= HORTA (mining) =

HORTA is an underground geographic positioning technology utilized in the mining industry and being considered for extraterrestrial space mining applications. The technology utilizes a gyroscope and an accelerometer, together called an inertial navigation system or INS, to aid in 3D-position determination.

It was developed by Canadian mining company Inco in the late 1990s, based on an earlier technology that had been originally developed for the United States Armed Forces. It provides an automated solution to the problem of positioning and location in underground mines.

The term is a backronym for the Horta, an alien species seen in the Star Trek episode "The Devil in the Dark"; the aliens were excellent miners. As Inco uses the term, HORTA stands for Honeywell Ore Retrieval and Tunneling Aid.

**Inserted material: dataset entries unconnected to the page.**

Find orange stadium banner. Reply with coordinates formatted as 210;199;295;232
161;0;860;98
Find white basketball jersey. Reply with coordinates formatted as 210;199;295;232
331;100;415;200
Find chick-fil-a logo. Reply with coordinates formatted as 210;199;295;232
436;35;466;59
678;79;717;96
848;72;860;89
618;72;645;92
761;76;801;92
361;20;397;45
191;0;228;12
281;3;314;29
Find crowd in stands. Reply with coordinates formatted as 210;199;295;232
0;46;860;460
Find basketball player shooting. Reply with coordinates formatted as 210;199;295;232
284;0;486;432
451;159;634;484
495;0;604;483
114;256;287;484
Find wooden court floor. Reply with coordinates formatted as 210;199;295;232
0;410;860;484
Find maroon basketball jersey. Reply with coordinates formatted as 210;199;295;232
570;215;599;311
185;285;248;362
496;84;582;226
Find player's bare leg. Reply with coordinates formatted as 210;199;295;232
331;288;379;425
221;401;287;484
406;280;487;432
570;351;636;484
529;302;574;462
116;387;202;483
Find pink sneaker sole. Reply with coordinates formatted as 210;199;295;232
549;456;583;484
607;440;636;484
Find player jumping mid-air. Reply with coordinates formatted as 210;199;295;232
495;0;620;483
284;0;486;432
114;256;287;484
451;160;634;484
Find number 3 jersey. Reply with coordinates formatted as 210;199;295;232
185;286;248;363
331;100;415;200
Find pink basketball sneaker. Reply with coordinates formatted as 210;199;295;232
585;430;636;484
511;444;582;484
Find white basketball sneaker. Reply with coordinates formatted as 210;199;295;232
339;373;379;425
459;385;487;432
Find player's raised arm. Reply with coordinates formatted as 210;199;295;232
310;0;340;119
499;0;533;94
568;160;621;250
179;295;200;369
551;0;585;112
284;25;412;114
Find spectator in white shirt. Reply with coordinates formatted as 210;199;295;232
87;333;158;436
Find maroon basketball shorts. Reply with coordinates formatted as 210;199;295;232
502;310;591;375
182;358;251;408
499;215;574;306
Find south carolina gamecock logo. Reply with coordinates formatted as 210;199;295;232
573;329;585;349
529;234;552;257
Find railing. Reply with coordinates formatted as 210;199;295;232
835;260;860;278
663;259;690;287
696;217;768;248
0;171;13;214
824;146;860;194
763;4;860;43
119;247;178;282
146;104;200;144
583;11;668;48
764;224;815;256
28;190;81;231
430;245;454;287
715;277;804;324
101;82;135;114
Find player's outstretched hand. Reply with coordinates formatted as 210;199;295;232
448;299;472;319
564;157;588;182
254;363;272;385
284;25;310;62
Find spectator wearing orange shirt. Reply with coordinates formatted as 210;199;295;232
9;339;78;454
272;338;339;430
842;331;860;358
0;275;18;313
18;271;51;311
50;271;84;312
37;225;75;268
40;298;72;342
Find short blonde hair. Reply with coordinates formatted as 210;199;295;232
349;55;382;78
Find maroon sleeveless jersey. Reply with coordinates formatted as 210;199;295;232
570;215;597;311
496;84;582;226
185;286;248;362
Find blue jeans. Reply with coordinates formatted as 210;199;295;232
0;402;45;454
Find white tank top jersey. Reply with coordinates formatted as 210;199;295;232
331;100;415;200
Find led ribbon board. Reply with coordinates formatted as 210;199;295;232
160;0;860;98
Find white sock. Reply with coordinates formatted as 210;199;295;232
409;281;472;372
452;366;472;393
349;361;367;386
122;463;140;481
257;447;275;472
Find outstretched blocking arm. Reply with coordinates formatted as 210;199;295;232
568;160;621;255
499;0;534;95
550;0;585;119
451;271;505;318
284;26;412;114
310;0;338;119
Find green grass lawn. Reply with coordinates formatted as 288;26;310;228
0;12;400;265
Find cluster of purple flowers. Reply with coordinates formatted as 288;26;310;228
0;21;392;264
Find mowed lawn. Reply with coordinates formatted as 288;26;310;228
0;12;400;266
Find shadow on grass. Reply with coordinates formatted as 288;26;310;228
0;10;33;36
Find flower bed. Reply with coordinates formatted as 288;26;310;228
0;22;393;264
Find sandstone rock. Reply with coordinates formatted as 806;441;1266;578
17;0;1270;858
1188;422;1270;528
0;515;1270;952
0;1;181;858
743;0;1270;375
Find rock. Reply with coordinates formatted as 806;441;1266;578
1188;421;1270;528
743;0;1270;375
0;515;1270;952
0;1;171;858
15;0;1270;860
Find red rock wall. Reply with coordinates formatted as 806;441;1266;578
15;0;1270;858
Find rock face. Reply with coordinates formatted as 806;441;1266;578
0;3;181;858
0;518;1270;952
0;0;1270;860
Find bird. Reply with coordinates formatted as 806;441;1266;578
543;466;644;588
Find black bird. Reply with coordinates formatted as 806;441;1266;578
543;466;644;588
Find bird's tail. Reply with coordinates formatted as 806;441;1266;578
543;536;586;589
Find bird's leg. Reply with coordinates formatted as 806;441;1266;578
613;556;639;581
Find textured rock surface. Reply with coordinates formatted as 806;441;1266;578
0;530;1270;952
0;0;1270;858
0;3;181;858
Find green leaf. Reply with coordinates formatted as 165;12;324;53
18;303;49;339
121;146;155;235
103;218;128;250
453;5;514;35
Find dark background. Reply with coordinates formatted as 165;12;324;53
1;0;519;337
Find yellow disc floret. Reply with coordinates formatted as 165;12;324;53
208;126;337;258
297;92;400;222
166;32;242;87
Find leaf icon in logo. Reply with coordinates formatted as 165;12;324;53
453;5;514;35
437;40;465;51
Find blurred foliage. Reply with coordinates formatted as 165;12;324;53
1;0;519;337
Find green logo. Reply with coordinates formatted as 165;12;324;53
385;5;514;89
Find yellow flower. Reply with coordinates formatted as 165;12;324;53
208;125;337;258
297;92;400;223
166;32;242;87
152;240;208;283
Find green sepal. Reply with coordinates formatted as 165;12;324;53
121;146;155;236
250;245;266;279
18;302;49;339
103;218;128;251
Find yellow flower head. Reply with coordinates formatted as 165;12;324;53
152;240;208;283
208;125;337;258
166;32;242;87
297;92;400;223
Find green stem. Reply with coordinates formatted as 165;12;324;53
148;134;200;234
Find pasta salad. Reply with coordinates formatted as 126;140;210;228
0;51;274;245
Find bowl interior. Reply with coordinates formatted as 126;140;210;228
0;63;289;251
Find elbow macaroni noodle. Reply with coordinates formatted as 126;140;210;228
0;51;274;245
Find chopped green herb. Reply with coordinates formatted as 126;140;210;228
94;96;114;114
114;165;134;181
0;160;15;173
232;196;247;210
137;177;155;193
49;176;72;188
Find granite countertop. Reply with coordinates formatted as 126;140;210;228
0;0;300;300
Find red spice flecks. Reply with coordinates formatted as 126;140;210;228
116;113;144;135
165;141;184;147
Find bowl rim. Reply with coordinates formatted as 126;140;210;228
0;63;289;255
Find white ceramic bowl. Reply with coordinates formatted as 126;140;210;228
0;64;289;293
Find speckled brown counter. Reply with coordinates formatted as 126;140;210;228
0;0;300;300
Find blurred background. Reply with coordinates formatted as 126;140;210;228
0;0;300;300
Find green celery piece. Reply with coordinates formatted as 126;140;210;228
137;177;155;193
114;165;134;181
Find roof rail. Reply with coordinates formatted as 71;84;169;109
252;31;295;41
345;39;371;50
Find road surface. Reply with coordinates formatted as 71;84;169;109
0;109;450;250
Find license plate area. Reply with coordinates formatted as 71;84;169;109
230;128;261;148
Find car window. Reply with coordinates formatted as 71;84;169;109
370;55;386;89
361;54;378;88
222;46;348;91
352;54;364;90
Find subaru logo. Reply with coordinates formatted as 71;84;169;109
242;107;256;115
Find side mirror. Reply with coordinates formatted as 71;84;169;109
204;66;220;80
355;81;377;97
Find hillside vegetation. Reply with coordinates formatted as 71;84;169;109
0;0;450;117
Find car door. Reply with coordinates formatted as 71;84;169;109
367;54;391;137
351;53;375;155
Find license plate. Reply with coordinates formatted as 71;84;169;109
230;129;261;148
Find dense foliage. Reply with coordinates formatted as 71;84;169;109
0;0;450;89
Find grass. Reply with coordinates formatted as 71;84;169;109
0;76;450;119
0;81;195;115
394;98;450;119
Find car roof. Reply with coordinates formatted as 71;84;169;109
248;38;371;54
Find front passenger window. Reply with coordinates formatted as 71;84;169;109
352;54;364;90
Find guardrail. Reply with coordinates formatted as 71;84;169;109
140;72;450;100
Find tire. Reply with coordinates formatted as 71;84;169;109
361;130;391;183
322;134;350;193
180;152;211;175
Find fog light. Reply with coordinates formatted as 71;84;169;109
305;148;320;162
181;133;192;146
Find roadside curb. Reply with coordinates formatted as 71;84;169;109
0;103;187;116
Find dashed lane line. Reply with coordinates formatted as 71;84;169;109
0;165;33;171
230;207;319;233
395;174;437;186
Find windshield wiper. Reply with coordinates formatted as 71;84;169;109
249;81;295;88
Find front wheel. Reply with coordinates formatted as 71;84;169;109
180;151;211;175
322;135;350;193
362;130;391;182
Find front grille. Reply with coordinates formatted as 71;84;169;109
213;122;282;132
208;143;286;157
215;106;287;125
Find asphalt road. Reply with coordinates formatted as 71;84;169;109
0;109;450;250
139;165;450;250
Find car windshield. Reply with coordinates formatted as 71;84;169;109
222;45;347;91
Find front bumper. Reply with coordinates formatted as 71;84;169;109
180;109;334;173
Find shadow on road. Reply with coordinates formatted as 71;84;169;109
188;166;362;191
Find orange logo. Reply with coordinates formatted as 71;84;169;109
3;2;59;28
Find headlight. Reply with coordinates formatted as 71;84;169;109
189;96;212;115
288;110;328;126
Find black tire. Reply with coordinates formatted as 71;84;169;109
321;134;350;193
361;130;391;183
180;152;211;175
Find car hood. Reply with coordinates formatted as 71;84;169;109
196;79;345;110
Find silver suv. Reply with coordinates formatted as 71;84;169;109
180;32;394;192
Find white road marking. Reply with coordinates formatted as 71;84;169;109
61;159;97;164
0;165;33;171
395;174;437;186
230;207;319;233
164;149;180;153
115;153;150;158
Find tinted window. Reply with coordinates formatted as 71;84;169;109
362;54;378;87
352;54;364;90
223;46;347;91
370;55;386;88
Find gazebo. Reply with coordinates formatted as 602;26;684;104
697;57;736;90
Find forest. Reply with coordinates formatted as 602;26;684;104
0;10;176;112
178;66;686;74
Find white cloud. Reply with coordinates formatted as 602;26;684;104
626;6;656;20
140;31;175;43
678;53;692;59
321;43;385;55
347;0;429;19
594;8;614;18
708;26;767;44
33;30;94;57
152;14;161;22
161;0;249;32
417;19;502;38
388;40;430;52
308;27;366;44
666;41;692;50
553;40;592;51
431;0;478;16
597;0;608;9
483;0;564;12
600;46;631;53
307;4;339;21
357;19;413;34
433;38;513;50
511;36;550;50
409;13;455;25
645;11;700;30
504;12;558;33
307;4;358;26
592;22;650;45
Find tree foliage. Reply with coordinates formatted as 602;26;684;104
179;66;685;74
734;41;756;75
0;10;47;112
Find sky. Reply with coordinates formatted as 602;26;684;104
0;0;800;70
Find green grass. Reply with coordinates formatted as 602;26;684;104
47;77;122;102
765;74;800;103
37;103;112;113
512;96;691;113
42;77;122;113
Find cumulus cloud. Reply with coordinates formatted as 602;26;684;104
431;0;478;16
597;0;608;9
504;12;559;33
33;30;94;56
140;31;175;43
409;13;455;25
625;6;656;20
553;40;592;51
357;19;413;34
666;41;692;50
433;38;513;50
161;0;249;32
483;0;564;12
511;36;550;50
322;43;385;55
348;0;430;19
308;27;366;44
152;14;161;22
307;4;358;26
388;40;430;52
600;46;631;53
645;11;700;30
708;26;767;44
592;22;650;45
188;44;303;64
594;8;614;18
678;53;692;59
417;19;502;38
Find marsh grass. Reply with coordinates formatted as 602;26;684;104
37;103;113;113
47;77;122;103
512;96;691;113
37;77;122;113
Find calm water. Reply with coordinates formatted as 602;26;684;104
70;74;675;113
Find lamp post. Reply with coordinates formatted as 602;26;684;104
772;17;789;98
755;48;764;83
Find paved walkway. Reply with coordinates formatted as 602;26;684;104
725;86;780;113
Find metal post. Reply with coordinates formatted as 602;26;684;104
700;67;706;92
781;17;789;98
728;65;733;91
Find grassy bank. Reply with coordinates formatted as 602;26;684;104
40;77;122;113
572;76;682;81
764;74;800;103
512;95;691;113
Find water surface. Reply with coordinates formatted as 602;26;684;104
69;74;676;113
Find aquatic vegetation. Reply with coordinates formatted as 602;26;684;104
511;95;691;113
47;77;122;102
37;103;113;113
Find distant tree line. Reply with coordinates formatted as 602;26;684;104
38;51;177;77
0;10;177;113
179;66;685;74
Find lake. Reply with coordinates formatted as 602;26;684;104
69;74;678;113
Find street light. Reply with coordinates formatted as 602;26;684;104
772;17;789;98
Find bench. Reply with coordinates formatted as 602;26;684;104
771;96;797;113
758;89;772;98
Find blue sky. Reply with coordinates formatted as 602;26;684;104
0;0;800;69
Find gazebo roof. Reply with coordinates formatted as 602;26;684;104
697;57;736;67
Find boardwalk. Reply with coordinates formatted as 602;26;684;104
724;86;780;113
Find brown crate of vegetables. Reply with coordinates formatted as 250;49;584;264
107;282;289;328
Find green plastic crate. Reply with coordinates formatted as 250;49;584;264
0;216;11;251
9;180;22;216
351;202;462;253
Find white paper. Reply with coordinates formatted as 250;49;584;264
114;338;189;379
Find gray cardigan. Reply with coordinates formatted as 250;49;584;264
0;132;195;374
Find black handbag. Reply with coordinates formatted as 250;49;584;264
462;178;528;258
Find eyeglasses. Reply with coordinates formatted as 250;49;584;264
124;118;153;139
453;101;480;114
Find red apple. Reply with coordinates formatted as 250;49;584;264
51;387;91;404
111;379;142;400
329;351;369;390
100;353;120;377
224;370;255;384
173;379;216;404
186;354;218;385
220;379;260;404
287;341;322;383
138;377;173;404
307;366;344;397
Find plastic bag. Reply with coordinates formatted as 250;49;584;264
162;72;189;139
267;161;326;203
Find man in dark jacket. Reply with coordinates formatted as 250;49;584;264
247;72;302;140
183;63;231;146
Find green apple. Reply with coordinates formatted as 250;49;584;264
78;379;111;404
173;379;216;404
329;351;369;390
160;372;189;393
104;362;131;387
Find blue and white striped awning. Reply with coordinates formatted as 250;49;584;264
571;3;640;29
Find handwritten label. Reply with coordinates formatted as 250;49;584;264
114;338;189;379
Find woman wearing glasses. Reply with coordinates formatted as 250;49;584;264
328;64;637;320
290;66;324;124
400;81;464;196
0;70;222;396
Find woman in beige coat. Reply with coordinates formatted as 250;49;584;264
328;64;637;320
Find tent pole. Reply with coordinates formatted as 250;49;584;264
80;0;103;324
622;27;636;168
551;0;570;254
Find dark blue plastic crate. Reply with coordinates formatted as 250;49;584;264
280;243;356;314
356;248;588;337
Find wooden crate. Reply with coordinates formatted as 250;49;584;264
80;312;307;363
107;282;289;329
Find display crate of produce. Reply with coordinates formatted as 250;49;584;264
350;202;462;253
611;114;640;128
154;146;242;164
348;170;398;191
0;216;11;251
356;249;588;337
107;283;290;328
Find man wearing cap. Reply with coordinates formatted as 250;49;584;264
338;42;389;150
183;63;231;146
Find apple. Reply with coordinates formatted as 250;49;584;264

A mining vehicle, "with a HORTA mounted, can survey much faster and more accurately than manual surveys. It takes the truck 120 minutes to survey a 1.6-km-long drift, recording 1,500 points every 60 cm. This compares with a manual survey of the same distance that takes 180 hours, and records only five points every 6 m. Added benefits from such a detailed survey would be to allow engineers to design more effective ventilation systems, or to regularly check ground stability."

HORTA units may be fitted onto all mobile underground equipment, including drills, so their position may be determined with acceptable engineering accuracy.